If we consider Section 29 in the light of the rule that a grant of an exclusive privilege or franchise must be authorized either expressly or by necessary implication, we find that the section cannot sustain the position of the majority. No language is contained in the section which authorizes the Commission to grant an exclusive privilege, franchise or monopoly. The ' only language which makes any reference to exclusive franchises is the language of the *743section which prohibits the granting of an exclusive franchise to carriers. Not only does this language not imply that exclusive privileges may be granted, it simply makes emphatic a prohibition which the law already recognized.
Moreover, on the record I would say that Cargill is a “carrier” within the contemplation of the prohibition contained in Section 29, and there is, therefore, an express sanction against granting an exclusive privilege to Cargill. To support this conclusion, the record will show that Cargill owns a barge line and the facilities leased by Cargill from the Commission are devoted almost exclusively to the loading and unloading of grain by Cargill’s barges. It will not do, therefore, to say that the exclusive right was granted to Cargill as the operator of a grain elevator when Cargill is also a carrier. The prohibition of Section 29 applies to “carriers” regardless of what other business or activity they may be engaged in. And, as the record shows, Cargill is indisputably a “carrier”, even though it engages in other activities and is also operator of a grain elevator.
Thus, while designated as a public gram elevator, the present facility operated by Cargill in Baton Rouge handles practically no grain other than that owned by Car-gill. It was principally because of this monopoly that the establishment of another grain elevator within the port area was sought and this controversy was provoked. It is my view, therefore, that the exclusive grant to Cargill directly contravenes the constitutionally declared public policy of this state; and, furthermore, the Commission is not authorized either expressly or by necessary implication by any law in this state to grant such an exclusive privilege, franchise or monopoly to Cargill.

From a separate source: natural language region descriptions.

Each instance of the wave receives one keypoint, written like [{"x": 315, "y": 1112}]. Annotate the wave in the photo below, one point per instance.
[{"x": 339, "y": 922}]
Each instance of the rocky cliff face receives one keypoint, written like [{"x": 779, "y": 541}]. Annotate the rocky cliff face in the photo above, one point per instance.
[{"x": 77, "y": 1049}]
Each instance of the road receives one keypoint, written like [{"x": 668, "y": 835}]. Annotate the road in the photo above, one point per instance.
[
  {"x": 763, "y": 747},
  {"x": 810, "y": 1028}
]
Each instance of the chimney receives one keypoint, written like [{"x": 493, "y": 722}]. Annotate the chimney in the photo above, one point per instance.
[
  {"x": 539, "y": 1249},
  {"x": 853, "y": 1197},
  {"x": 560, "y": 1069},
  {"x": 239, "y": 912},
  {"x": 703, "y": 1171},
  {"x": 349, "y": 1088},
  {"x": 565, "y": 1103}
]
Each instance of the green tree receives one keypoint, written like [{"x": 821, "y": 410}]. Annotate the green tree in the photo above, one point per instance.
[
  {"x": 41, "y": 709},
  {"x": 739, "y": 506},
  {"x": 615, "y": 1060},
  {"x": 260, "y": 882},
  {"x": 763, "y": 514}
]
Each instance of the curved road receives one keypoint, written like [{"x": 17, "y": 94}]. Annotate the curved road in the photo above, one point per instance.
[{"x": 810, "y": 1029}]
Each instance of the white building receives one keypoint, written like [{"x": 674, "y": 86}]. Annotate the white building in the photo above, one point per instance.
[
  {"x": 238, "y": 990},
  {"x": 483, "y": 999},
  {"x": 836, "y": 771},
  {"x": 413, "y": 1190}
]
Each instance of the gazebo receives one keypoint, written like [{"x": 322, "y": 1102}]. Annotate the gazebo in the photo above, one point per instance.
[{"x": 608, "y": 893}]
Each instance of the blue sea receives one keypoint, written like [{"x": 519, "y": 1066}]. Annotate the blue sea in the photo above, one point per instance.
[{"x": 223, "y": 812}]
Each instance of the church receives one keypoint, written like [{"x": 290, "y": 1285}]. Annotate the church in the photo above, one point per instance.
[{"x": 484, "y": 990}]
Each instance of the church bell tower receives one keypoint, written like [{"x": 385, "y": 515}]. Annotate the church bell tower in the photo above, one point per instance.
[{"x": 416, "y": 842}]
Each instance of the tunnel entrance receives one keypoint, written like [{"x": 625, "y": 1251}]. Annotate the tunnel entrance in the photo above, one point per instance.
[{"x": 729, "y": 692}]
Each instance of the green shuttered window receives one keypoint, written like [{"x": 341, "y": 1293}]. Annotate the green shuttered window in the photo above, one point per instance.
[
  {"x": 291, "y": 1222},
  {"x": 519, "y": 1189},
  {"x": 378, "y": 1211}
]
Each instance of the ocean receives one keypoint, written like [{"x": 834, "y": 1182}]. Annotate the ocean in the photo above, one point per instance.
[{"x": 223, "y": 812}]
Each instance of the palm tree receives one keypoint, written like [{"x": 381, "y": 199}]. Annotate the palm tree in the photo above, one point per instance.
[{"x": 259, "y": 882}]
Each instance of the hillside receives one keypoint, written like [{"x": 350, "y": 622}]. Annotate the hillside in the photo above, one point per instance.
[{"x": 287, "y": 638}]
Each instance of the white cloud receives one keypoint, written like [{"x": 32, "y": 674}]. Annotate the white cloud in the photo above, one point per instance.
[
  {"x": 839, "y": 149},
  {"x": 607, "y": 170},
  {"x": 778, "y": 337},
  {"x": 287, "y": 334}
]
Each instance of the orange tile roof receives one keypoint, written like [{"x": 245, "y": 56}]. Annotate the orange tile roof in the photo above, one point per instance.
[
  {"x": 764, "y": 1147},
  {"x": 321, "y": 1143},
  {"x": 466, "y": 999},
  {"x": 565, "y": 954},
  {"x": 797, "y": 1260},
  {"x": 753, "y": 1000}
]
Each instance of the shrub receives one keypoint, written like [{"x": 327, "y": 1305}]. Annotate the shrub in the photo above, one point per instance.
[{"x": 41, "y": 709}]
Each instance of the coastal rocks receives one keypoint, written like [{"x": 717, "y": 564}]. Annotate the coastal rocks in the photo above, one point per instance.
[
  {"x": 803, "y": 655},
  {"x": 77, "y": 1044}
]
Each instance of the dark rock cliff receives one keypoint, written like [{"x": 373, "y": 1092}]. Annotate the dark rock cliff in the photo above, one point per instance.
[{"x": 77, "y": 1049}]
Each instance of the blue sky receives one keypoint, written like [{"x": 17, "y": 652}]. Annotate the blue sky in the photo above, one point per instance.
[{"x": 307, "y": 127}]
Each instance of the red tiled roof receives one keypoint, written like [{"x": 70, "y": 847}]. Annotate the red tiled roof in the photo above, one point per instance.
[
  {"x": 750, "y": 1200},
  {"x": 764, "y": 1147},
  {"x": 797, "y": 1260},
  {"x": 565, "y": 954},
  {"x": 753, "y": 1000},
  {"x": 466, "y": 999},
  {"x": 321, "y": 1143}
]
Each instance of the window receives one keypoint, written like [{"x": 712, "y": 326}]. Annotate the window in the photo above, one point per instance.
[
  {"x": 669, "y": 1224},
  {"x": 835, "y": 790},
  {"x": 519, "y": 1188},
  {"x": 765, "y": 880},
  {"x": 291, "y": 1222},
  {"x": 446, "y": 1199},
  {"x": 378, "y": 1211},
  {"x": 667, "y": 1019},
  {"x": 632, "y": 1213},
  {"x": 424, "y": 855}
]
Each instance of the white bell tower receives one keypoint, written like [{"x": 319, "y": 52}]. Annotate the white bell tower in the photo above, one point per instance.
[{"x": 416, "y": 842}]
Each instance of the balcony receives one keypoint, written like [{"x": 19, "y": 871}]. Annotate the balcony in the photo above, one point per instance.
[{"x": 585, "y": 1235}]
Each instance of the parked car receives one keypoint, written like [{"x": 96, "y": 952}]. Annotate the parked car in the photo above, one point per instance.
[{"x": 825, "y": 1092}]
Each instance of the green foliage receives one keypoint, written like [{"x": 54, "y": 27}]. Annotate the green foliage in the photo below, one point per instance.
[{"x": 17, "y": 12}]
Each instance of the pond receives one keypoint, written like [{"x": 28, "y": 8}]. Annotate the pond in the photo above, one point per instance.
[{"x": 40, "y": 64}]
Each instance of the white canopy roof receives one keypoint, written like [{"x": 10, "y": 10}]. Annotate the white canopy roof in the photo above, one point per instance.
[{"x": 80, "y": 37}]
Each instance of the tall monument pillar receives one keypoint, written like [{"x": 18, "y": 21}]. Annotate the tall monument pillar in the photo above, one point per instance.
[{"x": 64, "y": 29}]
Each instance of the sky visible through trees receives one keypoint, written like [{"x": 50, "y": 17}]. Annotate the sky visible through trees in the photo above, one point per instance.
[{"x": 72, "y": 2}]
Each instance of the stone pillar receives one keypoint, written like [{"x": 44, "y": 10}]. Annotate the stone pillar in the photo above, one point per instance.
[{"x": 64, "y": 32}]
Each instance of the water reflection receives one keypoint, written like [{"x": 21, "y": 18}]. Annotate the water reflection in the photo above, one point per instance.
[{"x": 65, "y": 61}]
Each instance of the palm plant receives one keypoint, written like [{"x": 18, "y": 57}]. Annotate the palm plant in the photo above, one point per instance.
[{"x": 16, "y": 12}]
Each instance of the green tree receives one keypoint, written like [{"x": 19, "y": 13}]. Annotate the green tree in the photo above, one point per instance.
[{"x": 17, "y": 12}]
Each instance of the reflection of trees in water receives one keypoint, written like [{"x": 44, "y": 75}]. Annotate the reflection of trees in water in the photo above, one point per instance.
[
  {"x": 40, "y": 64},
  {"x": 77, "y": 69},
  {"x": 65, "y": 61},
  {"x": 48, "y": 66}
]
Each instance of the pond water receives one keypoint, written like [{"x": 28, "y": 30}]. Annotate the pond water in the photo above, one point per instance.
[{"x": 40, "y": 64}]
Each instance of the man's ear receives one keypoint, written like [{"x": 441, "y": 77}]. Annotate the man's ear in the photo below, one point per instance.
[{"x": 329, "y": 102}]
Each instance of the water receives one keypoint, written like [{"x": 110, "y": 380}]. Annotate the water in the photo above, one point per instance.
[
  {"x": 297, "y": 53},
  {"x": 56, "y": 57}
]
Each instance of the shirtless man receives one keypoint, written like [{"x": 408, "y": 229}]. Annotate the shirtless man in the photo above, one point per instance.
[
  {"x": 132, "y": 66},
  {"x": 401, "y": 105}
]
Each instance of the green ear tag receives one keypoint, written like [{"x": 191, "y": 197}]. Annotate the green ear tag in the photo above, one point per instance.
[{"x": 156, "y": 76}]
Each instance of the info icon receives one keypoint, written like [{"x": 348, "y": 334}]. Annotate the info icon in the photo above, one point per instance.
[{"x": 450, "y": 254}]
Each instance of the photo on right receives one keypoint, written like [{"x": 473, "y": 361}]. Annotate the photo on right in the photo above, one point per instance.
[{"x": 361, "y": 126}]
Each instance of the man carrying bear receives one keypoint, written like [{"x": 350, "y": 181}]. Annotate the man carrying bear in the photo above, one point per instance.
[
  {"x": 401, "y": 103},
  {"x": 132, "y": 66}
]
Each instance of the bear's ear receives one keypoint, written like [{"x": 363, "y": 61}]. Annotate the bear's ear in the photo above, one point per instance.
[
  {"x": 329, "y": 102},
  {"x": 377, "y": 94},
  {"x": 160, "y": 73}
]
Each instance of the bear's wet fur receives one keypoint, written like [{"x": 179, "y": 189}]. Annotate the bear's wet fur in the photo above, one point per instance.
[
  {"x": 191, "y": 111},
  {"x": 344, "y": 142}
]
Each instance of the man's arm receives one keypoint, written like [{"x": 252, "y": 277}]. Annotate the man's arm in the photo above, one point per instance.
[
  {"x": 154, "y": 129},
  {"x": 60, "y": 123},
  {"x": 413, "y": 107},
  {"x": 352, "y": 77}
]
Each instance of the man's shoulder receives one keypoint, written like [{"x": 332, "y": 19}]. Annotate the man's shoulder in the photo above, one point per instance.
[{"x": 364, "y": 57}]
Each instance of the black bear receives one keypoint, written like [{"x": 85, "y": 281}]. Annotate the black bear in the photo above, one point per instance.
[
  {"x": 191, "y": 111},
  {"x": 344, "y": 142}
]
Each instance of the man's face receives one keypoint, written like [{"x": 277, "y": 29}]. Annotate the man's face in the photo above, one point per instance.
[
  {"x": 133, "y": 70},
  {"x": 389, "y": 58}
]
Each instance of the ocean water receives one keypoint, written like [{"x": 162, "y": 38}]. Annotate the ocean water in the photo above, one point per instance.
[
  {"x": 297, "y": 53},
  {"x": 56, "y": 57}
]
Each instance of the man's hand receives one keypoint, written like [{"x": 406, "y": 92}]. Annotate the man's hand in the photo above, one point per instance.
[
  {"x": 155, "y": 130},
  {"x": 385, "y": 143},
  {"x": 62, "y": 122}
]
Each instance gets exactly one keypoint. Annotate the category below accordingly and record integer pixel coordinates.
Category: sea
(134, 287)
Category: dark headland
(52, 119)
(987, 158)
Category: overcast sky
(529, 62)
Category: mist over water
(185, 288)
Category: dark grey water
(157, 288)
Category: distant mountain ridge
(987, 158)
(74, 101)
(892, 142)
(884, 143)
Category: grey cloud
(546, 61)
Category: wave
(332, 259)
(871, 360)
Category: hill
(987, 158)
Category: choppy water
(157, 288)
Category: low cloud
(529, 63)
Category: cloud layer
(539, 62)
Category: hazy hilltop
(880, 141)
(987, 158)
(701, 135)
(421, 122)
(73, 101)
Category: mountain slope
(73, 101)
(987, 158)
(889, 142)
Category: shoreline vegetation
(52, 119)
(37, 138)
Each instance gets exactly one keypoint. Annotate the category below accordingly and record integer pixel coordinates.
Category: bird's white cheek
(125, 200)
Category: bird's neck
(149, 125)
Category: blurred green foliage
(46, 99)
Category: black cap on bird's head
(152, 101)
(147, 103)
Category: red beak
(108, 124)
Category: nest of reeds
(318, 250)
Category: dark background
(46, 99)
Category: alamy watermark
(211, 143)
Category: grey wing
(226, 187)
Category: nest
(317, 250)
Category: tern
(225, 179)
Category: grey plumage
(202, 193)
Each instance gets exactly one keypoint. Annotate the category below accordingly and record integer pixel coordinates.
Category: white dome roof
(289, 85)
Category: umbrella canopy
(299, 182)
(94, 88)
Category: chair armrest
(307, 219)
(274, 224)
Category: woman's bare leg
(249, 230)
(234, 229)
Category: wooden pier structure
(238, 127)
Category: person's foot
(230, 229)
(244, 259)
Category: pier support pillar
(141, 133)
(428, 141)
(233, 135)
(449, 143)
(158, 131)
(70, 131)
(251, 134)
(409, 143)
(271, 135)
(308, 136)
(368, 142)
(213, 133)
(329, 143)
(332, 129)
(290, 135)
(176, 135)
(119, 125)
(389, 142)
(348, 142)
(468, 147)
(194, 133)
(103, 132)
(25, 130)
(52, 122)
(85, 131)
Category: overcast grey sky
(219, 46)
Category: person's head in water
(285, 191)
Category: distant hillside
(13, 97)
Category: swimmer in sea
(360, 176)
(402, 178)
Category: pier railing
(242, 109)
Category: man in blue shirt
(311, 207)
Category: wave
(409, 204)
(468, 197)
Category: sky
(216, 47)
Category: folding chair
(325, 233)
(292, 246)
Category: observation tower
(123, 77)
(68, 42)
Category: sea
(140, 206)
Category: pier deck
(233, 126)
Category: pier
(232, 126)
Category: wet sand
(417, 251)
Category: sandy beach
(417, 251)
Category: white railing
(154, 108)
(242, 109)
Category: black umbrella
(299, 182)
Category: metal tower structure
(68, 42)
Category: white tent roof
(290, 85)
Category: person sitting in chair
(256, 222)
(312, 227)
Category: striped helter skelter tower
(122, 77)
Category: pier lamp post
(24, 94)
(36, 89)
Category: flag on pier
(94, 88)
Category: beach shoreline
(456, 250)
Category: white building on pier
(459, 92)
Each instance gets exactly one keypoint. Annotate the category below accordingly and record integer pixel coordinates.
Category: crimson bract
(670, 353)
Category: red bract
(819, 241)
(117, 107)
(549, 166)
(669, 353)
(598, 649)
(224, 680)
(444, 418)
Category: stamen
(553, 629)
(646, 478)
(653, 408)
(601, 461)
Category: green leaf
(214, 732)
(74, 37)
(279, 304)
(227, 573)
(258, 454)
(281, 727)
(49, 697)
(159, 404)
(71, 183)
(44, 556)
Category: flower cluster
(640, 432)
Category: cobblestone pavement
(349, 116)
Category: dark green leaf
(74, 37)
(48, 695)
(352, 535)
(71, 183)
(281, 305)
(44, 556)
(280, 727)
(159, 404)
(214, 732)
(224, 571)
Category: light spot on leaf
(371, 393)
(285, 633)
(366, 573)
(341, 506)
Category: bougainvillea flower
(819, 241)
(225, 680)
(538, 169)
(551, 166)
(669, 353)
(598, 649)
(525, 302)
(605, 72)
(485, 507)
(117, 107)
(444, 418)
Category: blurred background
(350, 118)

Aside from these fundamental objections to the majority opinion, I believe the language employed may, in some instances, bring about more uncertainty and controversy than this suit for a declaratory judgment was intended to settle. For instance, the opinion declares that Cargill has “the exclusive right to operate a public grain elevator within the Port Area of the Port Commission * * Standing alone, this declaration may well be construed to mean that no owner of private property situated within the four parish port area could sell or lease his land to a grain merchant for the development of a privately financed, privately owned, public grain elevator. If given this meaning, the language of the opinion would do violence to the constitutional principle that owners of private property may not be deprived of their property without due process for those people are not parties to this suit. Such a holding would, moreover, repudiate the holding in Lake Providence Port Commis*745sion v. Bunge Corp., La.App., 193 So.2d 363 (cert, denied, 250 La. 269, 195 So.2d 147).
The opinion urgently requires clarification.
I respectfully dissent.
JUSTICES SANDERS, SUMMERS and BARHAM are of the opinion a rehearing should be granted.